C'était en juillet dernier, à New York, dans la longue file d'attente devant le Metropolitan Museum of Arts, pour l'expo Savage Beauty consacrée au défunt créateur Alexander McQueen. Plus nous avancions vers l'entrée du MET, plus s'intensifiait un étrange désagrément que le philosophe Alain De Botton aurait diagnostiqué comme un cas classique «d'angoisse de statut».

Il faisait une chaleur tropicale et, dans une perspective pratique, j'avais donc chaussé mes Birkenstock et revêtu ma plus simple et confortable petite robe de coton. Une hérésie, en contraste avec les shorts moulants, les écharpes rayées, les pulls dénudant une épaule et autres fantaisies qui ornaient les fashionistas venues admirer le legs du doué (et regretté) créateur londonien.
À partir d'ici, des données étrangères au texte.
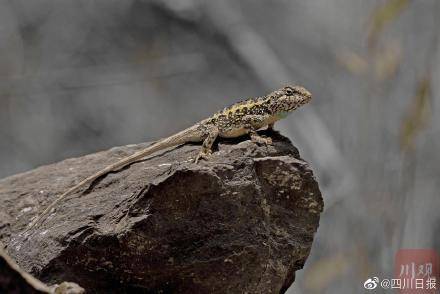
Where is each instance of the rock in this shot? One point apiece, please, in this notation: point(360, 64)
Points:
point(242, 222)
point(15, 280)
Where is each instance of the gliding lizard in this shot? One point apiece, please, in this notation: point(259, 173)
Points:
point(242, 118)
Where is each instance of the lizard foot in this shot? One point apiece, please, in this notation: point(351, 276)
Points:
point(202, 155)
point(261, 140)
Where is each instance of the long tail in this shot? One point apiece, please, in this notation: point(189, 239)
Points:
point(187, 135)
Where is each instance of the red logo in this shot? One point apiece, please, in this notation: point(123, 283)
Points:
point(416, 271)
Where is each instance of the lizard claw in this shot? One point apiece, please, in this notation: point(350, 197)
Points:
point(202, 155)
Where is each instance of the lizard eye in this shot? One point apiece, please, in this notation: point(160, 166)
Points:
point(288, 91)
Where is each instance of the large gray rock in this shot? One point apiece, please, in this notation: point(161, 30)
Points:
point(242, 222)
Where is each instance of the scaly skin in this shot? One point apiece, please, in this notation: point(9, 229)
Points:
point(241, 118)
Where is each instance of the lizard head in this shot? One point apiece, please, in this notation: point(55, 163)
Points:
point(290, 98)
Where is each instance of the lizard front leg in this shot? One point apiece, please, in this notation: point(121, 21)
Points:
point(254, 122)
point(206, 150)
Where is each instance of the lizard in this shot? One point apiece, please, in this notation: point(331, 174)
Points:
point(245, 117)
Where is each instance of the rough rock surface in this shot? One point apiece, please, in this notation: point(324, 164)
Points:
point(15, 280)
point(242, 222)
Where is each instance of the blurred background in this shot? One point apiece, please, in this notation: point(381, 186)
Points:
point(81, 76)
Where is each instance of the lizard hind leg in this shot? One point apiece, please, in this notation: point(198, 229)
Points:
point(259, 139)
point(206, 151)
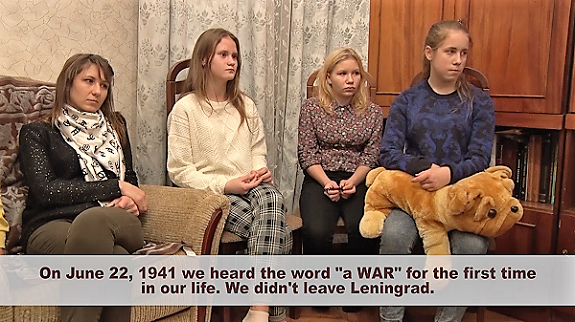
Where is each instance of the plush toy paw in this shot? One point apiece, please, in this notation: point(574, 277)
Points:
point(371, 224)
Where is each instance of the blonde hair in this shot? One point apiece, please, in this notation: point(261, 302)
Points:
point(202, 56)
point(360, 100)
point(74, 66)
point(437, 34)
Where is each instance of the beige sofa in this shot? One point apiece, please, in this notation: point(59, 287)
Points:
point(194, 217)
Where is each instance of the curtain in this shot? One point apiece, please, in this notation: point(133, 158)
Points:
point(281, 42)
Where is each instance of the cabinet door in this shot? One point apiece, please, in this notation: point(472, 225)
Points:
point(396, 36)
point(572, 104)
point(519, 45)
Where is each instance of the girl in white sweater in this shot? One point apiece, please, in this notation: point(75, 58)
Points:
point(216, 142)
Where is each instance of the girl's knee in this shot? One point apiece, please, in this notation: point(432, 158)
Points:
point(463, 243)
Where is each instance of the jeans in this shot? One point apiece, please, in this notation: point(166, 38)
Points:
point(399, 237)
point(320, 216)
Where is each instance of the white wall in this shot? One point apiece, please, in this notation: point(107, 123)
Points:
point(37, 36)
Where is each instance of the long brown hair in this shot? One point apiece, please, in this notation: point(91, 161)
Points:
point(74, 66)
point(437, 34)
point(199, 71)
point(360, 100)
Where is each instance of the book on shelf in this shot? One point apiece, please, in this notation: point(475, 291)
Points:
point(532, 157)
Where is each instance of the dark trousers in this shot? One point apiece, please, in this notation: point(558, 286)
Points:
point(100, 230)
point(320, 216)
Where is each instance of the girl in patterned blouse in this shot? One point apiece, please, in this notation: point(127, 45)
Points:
point(339, 138)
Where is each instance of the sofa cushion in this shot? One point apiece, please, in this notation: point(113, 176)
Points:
point(21, 101)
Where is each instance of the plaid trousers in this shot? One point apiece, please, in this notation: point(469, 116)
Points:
point(260, 216)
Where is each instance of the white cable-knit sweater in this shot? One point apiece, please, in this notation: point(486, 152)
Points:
point(206, 148)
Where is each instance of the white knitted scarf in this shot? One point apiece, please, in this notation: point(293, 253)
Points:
point(95, 142)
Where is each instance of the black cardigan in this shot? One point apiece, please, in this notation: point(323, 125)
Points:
point(57, 189)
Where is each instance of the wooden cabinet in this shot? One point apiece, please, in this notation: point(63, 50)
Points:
point(526, 51)
point(519, 45)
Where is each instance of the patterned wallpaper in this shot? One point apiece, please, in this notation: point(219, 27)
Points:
point(37, 36)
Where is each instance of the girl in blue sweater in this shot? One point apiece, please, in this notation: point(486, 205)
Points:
point(440, 130)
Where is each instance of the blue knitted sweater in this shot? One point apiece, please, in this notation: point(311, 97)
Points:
point(424, 127)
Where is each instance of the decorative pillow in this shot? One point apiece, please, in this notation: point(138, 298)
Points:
point(21, 101)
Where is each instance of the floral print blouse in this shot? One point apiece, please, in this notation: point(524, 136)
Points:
point(341, 141)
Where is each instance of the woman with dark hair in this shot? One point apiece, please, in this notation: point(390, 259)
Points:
point(83, 196)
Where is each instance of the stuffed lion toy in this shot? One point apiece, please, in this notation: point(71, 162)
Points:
point(481, 204)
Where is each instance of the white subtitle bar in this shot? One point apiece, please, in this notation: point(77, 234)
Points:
point(288, 280)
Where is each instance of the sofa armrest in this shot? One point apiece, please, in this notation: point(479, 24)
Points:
point(194, 217)
point(6, 313)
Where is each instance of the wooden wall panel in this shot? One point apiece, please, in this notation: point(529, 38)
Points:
point(520, 68)
point(401, 32)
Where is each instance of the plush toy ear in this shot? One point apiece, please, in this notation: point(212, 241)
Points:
point(500, 171)
point(461, 200)
point(485, 205)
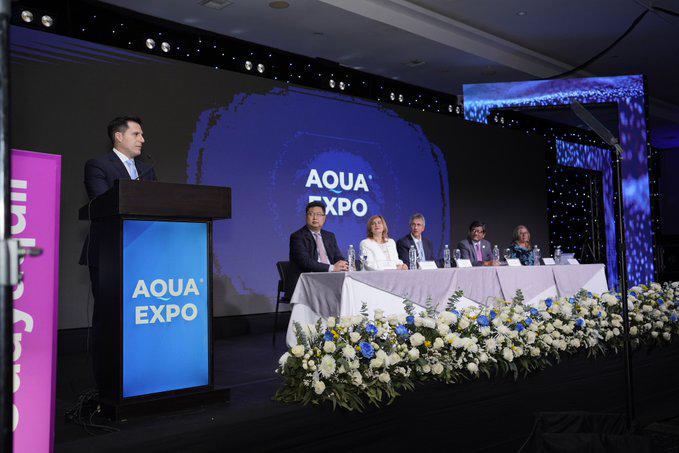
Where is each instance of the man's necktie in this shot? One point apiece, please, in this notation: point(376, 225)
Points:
point(132, 169)
point(322, 254)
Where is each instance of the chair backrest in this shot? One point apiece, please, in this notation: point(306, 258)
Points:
point(284, 277)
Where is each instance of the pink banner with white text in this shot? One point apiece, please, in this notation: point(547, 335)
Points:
point(35, 199)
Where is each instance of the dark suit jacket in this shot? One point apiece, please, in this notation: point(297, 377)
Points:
point(403, 248)
point(304, 254)
point(467, 251)
point(100, 173)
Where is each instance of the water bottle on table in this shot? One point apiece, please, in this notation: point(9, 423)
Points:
point(496, 255)
point(412, 256)
point(351, 258)
point(557, 254)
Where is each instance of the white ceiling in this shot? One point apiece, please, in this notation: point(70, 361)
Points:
point(460, 41)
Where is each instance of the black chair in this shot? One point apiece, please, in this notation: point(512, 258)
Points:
point(283, 293)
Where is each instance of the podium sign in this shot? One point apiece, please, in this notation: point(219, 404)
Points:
point(165, 306)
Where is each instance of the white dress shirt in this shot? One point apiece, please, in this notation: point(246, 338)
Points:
point(380, 256)
point(123, 158)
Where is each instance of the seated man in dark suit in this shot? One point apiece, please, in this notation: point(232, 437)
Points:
point(424, 247)
point(476, 248)
point(313, 249)
point(127, 138)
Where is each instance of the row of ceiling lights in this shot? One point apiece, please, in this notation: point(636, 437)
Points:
point(28, 17)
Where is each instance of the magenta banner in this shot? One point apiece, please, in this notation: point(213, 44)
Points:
point(35, 189)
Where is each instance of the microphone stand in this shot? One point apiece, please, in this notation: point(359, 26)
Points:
point(611, 140)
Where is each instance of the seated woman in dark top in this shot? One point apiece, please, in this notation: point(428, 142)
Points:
point(521, 248)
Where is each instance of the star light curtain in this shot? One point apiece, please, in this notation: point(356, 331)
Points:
point(627, 92)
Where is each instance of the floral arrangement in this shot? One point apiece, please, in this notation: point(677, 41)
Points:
point(354, 361)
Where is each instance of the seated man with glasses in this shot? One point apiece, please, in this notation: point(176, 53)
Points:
point(313, 249)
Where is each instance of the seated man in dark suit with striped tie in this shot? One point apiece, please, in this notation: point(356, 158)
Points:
point(313, 249)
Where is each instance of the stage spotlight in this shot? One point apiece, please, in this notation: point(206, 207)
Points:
point(27, 16)
point(47, 21)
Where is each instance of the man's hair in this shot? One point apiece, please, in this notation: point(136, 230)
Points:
point(315, 204)
point(119, 124)
point(417, 216)
point(476, 224)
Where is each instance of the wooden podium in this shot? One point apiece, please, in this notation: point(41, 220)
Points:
point(153, 329)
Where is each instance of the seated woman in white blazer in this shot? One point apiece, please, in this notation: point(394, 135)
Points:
point(380, 251)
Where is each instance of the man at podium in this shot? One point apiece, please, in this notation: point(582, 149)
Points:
point(127, 138)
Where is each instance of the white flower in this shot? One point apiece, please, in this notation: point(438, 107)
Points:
point(319, 387)
point(329, 347)
point(348, 352)
point(416, 339)
point(437, 368)
point(442, 329)
point(384, 377)
point(328, 365)
point(284, 358)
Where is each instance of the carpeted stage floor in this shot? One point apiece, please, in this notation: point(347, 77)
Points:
point(484, 415)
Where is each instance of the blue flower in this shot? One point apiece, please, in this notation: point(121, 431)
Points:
point(483, 321)
point(402, 330)
point(371, 329)
point(367, 350)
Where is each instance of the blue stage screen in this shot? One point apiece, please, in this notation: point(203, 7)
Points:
point(165, 311)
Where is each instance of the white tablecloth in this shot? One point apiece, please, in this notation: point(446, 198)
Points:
point(323, 294)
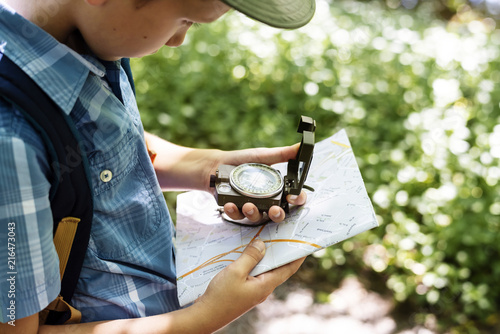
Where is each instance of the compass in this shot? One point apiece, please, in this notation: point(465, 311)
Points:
point(256, 180)
point(263, 185)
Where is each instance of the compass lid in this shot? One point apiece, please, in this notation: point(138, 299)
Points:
point(298, 168)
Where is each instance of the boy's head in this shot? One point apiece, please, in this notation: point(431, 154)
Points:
point(113, 29)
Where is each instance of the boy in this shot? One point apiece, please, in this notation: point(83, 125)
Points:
point(72, 48)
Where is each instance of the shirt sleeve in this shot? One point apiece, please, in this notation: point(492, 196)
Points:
point(29, 266)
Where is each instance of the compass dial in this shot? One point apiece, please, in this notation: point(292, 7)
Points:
point(256, 180)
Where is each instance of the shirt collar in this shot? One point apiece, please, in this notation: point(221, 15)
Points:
point(57, 69)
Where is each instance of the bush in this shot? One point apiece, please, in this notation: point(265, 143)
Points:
point(418, 97)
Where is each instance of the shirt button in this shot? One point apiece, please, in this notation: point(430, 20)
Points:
point(106, 175)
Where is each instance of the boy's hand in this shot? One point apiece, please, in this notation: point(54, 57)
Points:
point(267, 156)
point(232, 292)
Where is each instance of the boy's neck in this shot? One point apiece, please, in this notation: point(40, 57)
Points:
point(53, 17)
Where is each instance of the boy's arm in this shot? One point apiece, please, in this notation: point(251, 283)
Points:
point(230, 294)
point(183, 168)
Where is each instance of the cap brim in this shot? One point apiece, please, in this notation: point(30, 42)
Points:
point(288, 14)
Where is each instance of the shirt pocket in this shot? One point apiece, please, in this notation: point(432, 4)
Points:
point(127, 211)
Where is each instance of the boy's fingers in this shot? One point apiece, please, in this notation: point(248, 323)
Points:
point(252, 255)
point(232, 211)
point(251, 212)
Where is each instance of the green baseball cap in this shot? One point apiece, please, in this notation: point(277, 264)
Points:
point(288, 14)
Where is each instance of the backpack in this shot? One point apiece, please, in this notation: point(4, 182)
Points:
point(70, 195)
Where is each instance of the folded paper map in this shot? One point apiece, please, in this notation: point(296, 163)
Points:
point(338, 209)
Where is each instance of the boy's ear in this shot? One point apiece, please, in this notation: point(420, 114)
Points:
point(96, 2)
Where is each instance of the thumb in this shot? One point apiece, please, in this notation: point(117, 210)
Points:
point(252, 255)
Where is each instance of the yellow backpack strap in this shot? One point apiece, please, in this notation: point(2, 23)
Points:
point(63, 241)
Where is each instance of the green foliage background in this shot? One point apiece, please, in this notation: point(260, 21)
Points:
point(419, 98)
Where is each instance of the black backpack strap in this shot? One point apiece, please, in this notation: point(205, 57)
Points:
point(71, 194)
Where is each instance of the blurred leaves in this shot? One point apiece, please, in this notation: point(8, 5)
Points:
point(419, 98)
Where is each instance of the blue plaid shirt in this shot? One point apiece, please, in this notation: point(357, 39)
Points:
point(129, 267)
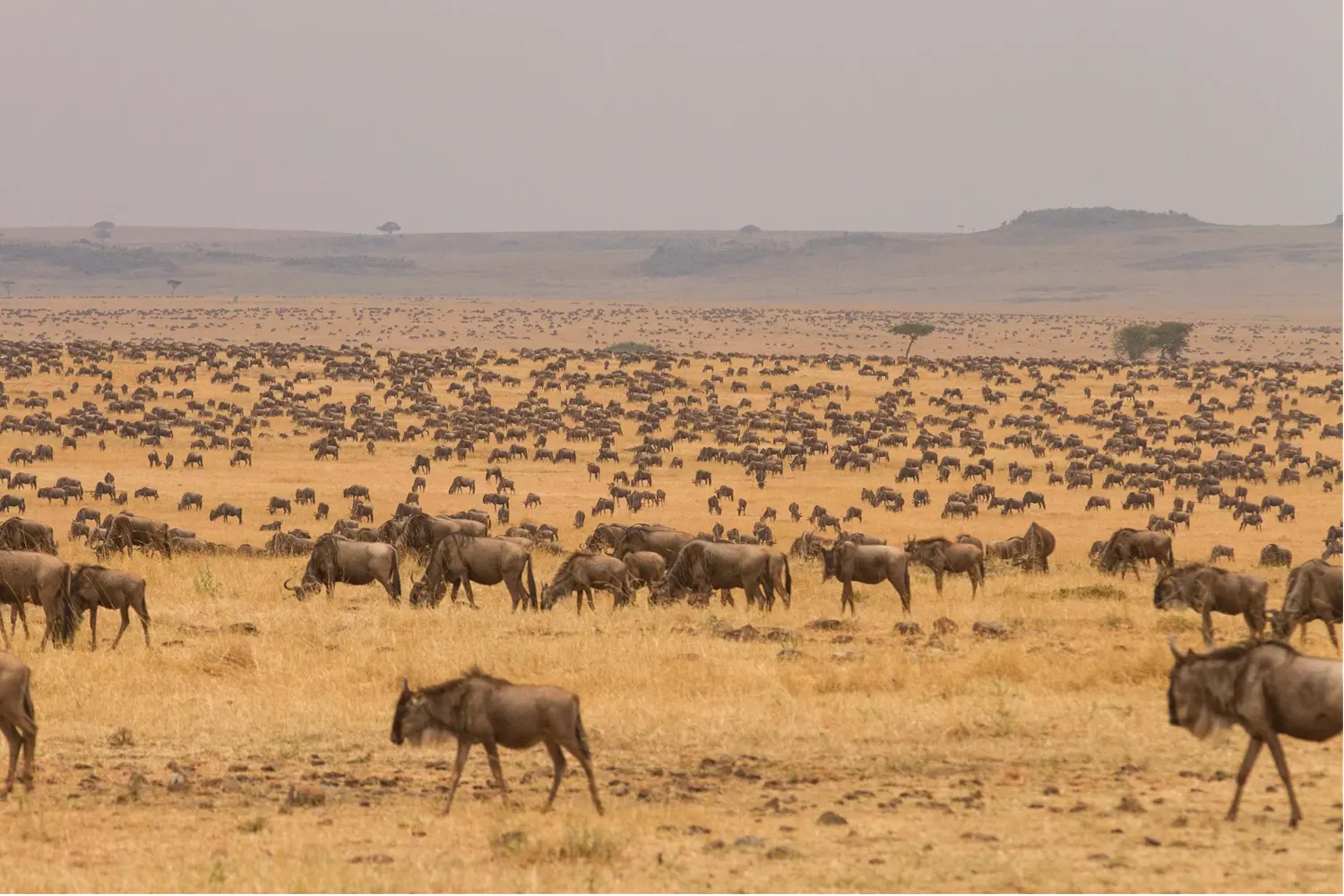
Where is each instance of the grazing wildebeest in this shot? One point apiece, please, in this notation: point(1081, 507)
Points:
point(481, 710)
point(228, 511)
point(18, 719)
point(349, 563)
point(645, 568)
point(1271, 555)
point(581, 573)
point(1126, 547)
point(96, 586)
point(1269, 689)
point(18, 533)
point(1207, 590)
point(867, 564)
point(702, 567)
point(943, 556)
point(659, 538)
point(1314, 591)
point(464, 559)
point(27, 576)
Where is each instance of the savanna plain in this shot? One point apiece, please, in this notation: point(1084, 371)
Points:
point(817, 753)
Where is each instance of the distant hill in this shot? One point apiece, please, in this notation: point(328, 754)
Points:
point(1069, 258)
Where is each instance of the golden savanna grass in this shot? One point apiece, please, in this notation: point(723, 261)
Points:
point(1038, 762)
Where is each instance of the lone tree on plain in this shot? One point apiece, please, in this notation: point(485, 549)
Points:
point(913, 330)
point(1169, 338)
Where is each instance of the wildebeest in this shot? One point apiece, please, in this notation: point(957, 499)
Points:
point(126, 532)
point(1269, 689)
point(340, 560)
point(461, 559)
point(27, 576)
point(1271, 555)
point(581, 573)
point(96, 586)
point(18, 533)
point(1209, 590)
point(867, 564)
point(18, 720)
point(702, 567)
point(481, 710)
point(943, 556)
point(1126, 547)
point(1314, 591)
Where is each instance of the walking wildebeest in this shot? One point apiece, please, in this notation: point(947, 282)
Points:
point(702, 567)
point(349, 563)
point(96, 586)
point(1269, 689)
point(228, 511)
point(581, 573)
point(867, 564)
point(1207, 590)
point(1314, 591)
point(481, 710)
point(464, 559)
point(27, 576)
point(943, 556)
point(18, 720)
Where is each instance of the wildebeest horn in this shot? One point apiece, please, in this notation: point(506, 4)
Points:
point(1171, 642)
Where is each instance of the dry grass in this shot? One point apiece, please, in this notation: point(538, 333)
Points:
point(1039, 762)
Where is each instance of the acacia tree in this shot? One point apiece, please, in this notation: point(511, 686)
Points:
point(1132, 343)
point(913, 331)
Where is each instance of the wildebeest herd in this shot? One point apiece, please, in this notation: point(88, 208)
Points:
point(755, 425)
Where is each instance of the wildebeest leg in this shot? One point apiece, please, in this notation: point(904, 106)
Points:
point(11, 734)
point(492, 753)
point(558, 761)
point(1207, 625)
point(1244, 772)
point(1330, 630)
point(462, 748)
point(1276, 750)
point(125, 624)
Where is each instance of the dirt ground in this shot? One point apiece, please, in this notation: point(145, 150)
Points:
point(247, 747)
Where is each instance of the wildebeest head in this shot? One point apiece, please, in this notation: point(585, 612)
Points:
point(1190, 694)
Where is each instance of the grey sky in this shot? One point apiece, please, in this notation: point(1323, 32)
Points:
point(338, 115)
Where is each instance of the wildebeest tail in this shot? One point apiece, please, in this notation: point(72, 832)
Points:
point(531, 583)
point(580, 735)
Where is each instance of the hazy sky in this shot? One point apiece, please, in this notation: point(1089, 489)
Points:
point(884, 115)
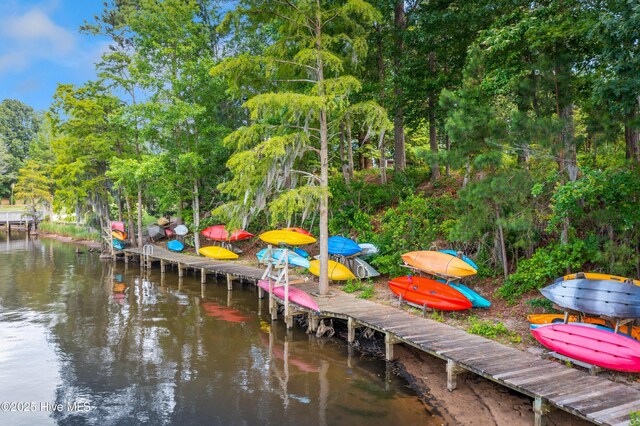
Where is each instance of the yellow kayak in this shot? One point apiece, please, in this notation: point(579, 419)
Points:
point(291, 238)
point(559, 318)
point(337, 271)
point(216, 252)
point(438, 263)
point(598, 276)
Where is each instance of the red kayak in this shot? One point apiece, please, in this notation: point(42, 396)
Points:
point(425, 291)
point(296, 295)
point(593, 345)
point(218, 233)
point(299, 231)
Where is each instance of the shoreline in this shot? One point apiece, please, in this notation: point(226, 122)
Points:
point(476, 401)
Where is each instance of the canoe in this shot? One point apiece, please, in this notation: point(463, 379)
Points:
point(598, 276)
point(342, 246)
point(118, 245)
point(628, 330)
point(216, 252)
point(363, 270)
point(291, 238)
point(156, 232)
point(368, 249)
point(297, 296)
point(422, 291)
point(175, 245)
point(181, 230)
point(337, 271)
point(277, 254)
point(592, 345)
point(476, 300)
point(596, 297)
point(118, 226)
point(219, 233)
point(119, 235)
point(438, 263)
point(298, 230)
point(463, 257)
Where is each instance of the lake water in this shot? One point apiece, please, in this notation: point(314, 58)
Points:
point(88, 342)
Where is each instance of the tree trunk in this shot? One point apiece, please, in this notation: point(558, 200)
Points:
point(323, 287)
point(383, 159)
point(447, 141)
point(503, 249)
point(632, 143)
point(196, 215)
point(400, 161)
point(433, 135)
point(345, 167)
point(350, 150)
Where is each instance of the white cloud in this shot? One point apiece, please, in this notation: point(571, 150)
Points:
point(32, 36)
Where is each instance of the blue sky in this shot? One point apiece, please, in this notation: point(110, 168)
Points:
point(40, 46)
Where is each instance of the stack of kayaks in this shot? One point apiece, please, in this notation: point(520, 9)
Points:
point(437, 293)
point(591, 341)
point(344, 250)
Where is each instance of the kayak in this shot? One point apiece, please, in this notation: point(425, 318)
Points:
point(216, 252)
point(278, 254)
point(337, 271)
point(423, 291)
point(291, 238)
point(219, 233)
point(342, 246)
point(438, 263)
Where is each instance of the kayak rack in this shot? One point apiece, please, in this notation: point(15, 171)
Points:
point(551, 385)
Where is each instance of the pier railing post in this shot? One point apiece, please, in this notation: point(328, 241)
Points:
point(541, 408)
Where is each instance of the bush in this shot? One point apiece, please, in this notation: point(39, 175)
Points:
point(546, 264)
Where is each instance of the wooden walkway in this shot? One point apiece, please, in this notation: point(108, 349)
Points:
point(550, 384)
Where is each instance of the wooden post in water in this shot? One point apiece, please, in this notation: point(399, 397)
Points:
point(453, 369)
point(389, 342)
point(541, 408)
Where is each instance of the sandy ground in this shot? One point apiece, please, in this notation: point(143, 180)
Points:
point(476, 401)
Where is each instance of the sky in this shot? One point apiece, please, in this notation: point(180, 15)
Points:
point(40, 46)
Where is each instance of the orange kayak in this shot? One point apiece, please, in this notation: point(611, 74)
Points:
point(438, 263)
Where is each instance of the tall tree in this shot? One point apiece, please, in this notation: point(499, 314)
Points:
point(304, 95)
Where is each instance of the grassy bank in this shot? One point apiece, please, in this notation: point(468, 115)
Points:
point(70, 230)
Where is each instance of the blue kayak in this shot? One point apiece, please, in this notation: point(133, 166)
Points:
point(301, 252)
point(118, 245)
point(465, 258)
point(175, 245)
point(342, 246)
point(277, 254)
point(476, 300)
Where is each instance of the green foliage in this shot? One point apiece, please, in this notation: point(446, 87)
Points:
point(547, 264)
point(540, 302)
point(491, 330)
point(415, 224)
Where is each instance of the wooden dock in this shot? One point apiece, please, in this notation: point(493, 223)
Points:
point(551, 385)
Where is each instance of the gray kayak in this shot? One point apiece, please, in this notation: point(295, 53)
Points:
point(596, 297)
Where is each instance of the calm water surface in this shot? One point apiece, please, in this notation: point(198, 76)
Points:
point(87, 342)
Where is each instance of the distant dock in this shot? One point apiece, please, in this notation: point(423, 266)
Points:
point(550, 384)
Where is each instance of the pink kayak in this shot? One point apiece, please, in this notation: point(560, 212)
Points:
point(297, 296)
point(593, 345)
point(219, 233)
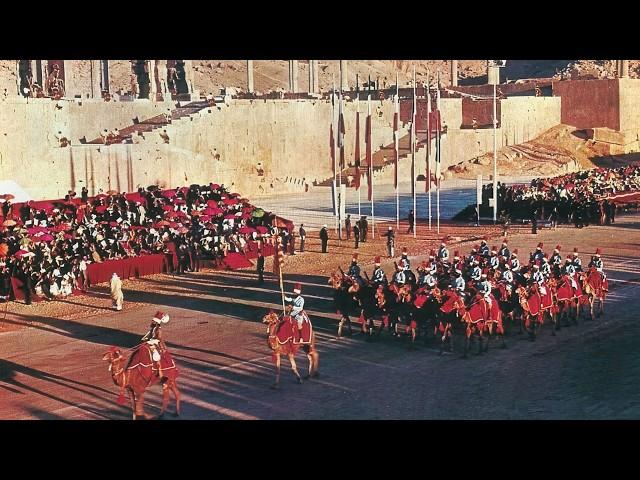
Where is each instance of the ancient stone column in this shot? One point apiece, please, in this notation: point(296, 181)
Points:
point(624, 68)
point(454, 73)
point(96, 77)
point(161, 66)
point(344, 76)
point(188, 74)
point(293, 76)
point(250, 76)
point(153, 90)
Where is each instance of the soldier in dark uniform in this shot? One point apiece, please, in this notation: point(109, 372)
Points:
point(260, 267)
point(324, 238)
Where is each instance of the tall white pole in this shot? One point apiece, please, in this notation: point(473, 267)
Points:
point(396, 118)
point(495, 155)
point(413, 154)
point(429, 146)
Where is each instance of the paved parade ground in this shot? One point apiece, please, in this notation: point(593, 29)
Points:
point(51, 367)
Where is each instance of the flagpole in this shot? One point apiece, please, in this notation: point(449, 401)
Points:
point(413, 154)
point(429, 146)
point(438, 147)
point(340, 126)
point(335, 146)
point(396, 121)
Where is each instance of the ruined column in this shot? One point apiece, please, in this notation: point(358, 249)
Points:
point(454, 73)
point(344, 77)
point(293, 76)
point(188, 74)
point(96, 77)
point(624, 68)
point(163, 90)
point(250, 76)
point(151, 70)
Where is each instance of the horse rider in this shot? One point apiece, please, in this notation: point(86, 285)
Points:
point(443, 252)
point(577, 263)
point(378, 276)
point(494, 261)
point(399, 277)
point(154, 339)
point(297, 307)
point(514, 263)
point(504, 251)
point(459, 284)
point(545, 268)
point(476, 272)
point(596, 262)
point(404, 260)
point(354, 270)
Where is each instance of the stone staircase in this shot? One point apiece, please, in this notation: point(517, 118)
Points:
point(151, 124)
point(382, 157)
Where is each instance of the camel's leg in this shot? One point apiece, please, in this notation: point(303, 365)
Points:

Faux pas, disent les Anglais...

«La mode est une forme de laideur si intolérable qu'il faut la changer tous les six mois», ironisait Oscar Wilde.

On peut prétendre s'en détacher, l'ignorer, la trouver ridicule, sexiste, âgiste, la mode finit toujours par nous rattraper, compagne du quotidien tantôt flatteuse, tantôt dictatrice, voire aussi cruelle qu'une rivale adolescente qui, devant toute la classe, se moque tout haut de nos chaussures de la saison dernière. D'ailleurs, le défilé de la rentrée scolaire ressemble étrangement aux podiums de designers: ce n'est sans doute pas un hasard, si le Vogue fait coïncider sa «bible» annuelle avec la rentrée...

Toujours est-il que je me demande ce que l'auteur de L'éventail de Lady Windermere dirait aujourd'hui de cette «forme de laideur», alors qu'elle a gagné sa place au musée. Savage Beauty, rappelons-le, a été l'une des expositions plus populaires de l'histoire du MET, avec plus de 650 000 visiteurs. À Montréal, les créations de Jean Paul Gaultier et, avant lui, celles d'Yves Saint Laurent, ont attiré les foules au Musée des beaux-arts. Élevée au statut d'oeuvre d'art, la mode nourrit-elle le bonheur collectif?

«La mode n'est pas seulement faite pour embellir les femmes, mais aussi pour les rassurer», déclarait Yves Saint Laurent, en 2002, le jour où il a annonçait sa retraite du monde de la «guenille».

En cette époque où tendances éclair, clins d'oeil au passé et confusions des styles sont tour à tour à la mode, nous sommes appelés à rafraîchir plus souvent que tous les six mois nos critères esthétiques. Où trouver son bonheur (et son réconfort), quand on a depuis longtemps son diplôme d'études secondaires, mais qu'on n'est pas encore mûre pour la sandale orthopédique?

Peut-être dans l'excentricité, à l'instar de la duchesse d'Alba, excentrique aristocrate de 66 ans reconnue pour ses tenues bigarrées et ses nombreux remodelages, qui ces jours-ci, figure aux côtés de la princesse Kate, Lady Gaga et le couple Barack et Michelle Obama, au «temple de la renommée» des personnalités les mieux habillées de la planète, selon le Vanity Fair.

Ne reste plus qu'à vous souhaiter une heureuse semaine de mode et une rentrée rassurante (et stylisée)!